La mort, contre le pouvoir :
Le terrorisme recourt à des actes de violence, à des attentats, pour impressionner toute une population et exercer ainsi son pouvoir contre le pouvoir en place. On a pu dire, à cet égard, qu'il pouvait être "une méthode de gouvernement".
C) La mort affrontée
Apprendre à mourir :Si les Épicuriens préconisent de faire comme si nous ne devions jamais mourir afin de ne pas nous gâcher la vie, les stoïciens, par contre, nous font un devoir d'assumer la mort. Cf. Montaigne: " Philosopher, c'est apprendre à mourir "Combattre la mort :
- Affronter la mort, n'est-ce pas refuser d'abord de la donner.
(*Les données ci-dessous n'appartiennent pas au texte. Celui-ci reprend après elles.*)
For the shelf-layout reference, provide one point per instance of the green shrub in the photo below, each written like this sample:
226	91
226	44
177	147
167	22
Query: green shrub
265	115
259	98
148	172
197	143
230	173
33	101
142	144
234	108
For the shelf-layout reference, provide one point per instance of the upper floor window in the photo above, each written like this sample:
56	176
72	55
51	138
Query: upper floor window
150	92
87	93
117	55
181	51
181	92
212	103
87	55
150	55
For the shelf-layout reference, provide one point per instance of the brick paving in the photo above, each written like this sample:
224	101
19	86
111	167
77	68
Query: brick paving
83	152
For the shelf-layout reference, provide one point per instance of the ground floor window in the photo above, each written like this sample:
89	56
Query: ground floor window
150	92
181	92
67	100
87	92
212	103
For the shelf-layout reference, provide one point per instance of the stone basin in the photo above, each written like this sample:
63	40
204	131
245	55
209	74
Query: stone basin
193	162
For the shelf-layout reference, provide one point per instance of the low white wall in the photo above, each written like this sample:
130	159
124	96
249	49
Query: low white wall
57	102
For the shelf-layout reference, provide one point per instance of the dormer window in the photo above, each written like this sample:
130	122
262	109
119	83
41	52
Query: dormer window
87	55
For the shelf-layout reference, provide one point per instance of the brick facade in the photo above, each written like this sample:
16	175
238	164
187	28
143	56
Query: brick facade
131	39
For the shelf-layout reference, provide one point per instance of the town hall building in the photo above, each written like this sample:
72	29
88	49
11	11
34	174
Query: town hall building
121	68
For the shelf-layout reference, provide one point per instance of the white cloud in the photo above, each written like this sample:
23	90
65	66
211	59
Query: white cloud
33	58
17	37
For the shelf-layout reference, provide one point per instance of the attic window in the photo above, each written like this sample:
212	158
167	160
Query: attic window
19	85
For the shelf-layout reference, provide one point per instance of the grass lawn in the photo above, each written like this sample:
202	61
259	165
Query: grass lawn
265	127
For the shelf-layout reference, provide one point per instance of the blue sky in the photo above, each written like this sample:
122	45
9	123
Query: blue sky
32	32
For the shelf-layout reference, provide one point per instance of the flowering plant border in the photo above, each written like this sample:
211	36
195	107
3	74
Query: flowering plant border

Reconnaître un homme en son humanité, n'est-ce pas, comme l'a répété tant de fois Emmanuel Lévinas, lire sur son visage l'impératif éthique fondateur de tout droit: "tu ne (me) tueras pas !" ?- Affronter la mort, ce n'est pas seulement refuser à la donner, c'est aussi la combattre pied à pied pour la faire reculer. N'est-ce pas ce combat qui donne sens à toute vie ?
Risquer sa vie :
Affronter la mort, c'est enfin oser risquer sa propre vie.- C'est en étant capable de risquer sa vie que l'homme manifeste sa supériorité sur la nature et affirme ainsi sa liberté. Hegel l'a montré dans une analyse célèbre connue sous le nom de "dialectique du maître et de l'esclave" remarquablement exposée par Alexandre Kojève dans son introduction à la lecture de Hegel.
- Accepter de se sacrifier était présenté par le fondateur du christianisme, Jésus le Nazaréen, comme étant le degré suprême du don de soi, degré suprême d'humanité : Il n'y a pas, dit-il en Saint Jean, de plus grand amour que de donner sa vie pour ses amis (Jn 15, 13)
Conclusion
To be or not to be, that is the question, observait Hamlet au moment le plus tragique de son itinéraire existentiel. Telle est bien, en effet, la question d'un être qui s'affirme capable non seulement de vivre, mais aussi d'exister, un être par conséquent pour lequel il y va de son être dans le choix dêtre qu'il fait ou refuse de faire. Cf. cours sur l'existence.